Calling loss.backward() reduce memory usage?

It seems that calling loss.backward() help save memory, which is not very intuitive to me.

import sys
import torch
import torch.utils
import torch.nn as nn
from torch.autograd import Variable
from torchvision import models

    import gpustat
except ImportError:
    raise ImportError("pip install gpustat")

def show_memusage(device=0):
    gpu_stats = gpustat.GPUStatCollection.new_query()
    item = gpu_stats.jsonify()["gpus"][device]
    print("{}/{}".format(item["memory.used"], item[""]))

device = 0

model = models.resnet101(pretrained=False)
criterion = nn.CrossEntropyLoss()

volatile = False

for ii in range(3):
    inputs = torch.randn(20, 3, 224, 224)
    labels = torch.LongTensor(range(20))
    inputs = inputs.cuda()
    labels = labels.cuda()
    inputs = Variable(inputs, volatile=volatile)
    labels = Variable(labels, volatile=volatile)

    print "before run model:",
    outputs = model(inputs)
    print "after run model:",

    if bool(int(sys.argv[1])):
        loss = criterion(outputs, labels)
        print "before backward:",
        print "after backward:",

running “python 0” gives

mem used / mem total
before run model: 1055/8110
after run model: 3699/8110

before run model: 3711/8110
after run model: 6215/8110

before run model: 6215/8110
after run model: 6215/8110

running “python 1” gives
mem used / mem total
before run model: 1063/8110
after run model: 3699/8110
before backward: 3699/8110
after backward: 4131/8110

before run model: 4131/8110
after run model: 4131/8110
before backward: 4131/8110
after backward: 4131/8110

before run model: 4131/8110
after run model: 4131/8110
before backward: 4131/8110
after backward: 4131/8110

I’ve also noticed that

del outputs
del inputs
del labels

can help avoid unnecessary memory usage.

Could you give any insight on why loss.backward() does something similar?


It’s because of the scoping rules in Python. When you do this:

while True:
    loss = model(output)

it will always use 2x the memory that is needed to compute the model, because the reference to the loss form the previous iteration won’t be overwritten (and thus the graph with all the buffers it holds won’t be freed) until this iteration completes. So you’ll effectively end up holding to two graphs. This is why you should use volatile=True inputs when only doing inference. Once you add .backward() the buffers will be freed in the process of computing the derivatives, limiting the memory usage to that of a single graph (the old graph will be still kept around, but it won’t be holding to any memory).

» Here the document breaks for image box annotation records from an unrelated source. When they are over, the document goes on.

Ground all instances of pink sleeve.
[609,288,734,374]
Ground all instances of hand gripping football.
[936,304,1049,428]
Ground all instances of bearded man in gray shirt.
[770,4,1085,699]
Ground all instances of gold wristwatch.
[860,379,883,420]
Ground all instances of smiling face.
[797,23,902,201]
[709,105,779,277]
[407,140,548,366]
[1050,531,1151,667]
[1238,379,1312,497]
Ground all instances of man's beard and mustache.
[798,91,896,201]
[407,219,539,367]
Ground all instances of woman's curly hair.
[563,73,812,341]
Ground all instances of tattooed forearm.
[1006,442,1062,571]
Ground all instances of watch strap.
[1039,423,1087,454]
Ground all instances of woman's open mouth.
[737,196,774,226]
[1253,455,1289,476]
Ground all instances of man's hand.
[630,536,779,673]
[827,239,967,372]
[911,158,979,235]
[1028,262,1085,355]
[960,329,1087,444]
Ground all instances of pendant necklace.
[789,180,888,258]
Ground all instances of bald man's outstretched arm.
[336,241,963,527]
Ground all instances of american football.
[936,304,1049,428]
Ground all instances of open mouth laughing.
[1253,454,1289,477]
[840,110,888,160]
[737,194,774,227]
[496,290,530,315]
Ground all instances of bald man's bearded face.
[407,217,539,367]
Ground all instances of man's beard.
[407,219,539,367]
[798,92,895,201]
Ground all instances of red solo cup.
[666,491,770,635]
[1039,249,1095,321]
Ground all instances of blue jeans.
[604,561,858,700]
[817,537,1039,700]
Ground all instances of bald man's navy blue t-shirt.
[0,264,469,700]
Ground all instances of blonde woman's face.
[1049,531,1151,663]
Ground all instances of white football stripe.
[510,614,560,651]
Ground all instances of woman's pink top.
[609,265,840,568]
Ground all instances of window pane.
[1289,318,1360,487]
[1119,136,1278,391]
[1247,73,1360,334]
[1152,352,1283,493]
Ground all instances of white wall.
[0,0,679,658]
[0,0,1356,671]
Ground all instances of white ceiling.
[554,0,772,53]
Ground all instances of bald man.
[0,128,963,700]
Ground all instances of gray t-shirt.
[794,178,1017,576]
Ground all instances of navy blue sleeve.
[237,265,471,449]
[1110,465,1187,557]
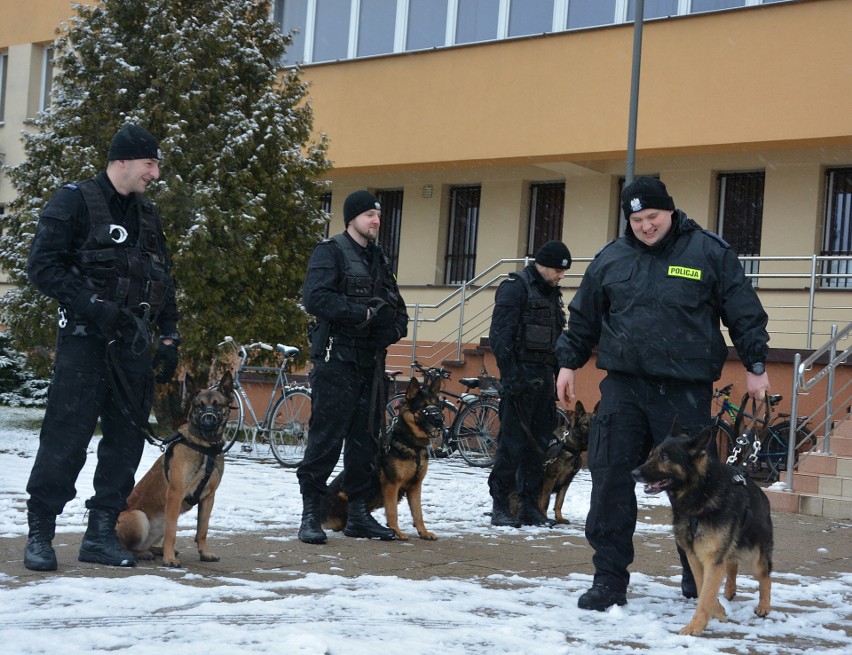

This is also why del helps reduce memory usage. This loop will only keep at most a single graph alive, because the loss is created and disposed within a single iteration.

while True:
    loss = model(input)
    del loss # This frees the graph

Thanks for the explanation! that helps a lot!

Hi @apaszke, still a little uncertain about the part where you say:

the reference to the loss from the previous iteration won’t be overwritten … until this iteration completes.

Can you elaborate on that piece a little more?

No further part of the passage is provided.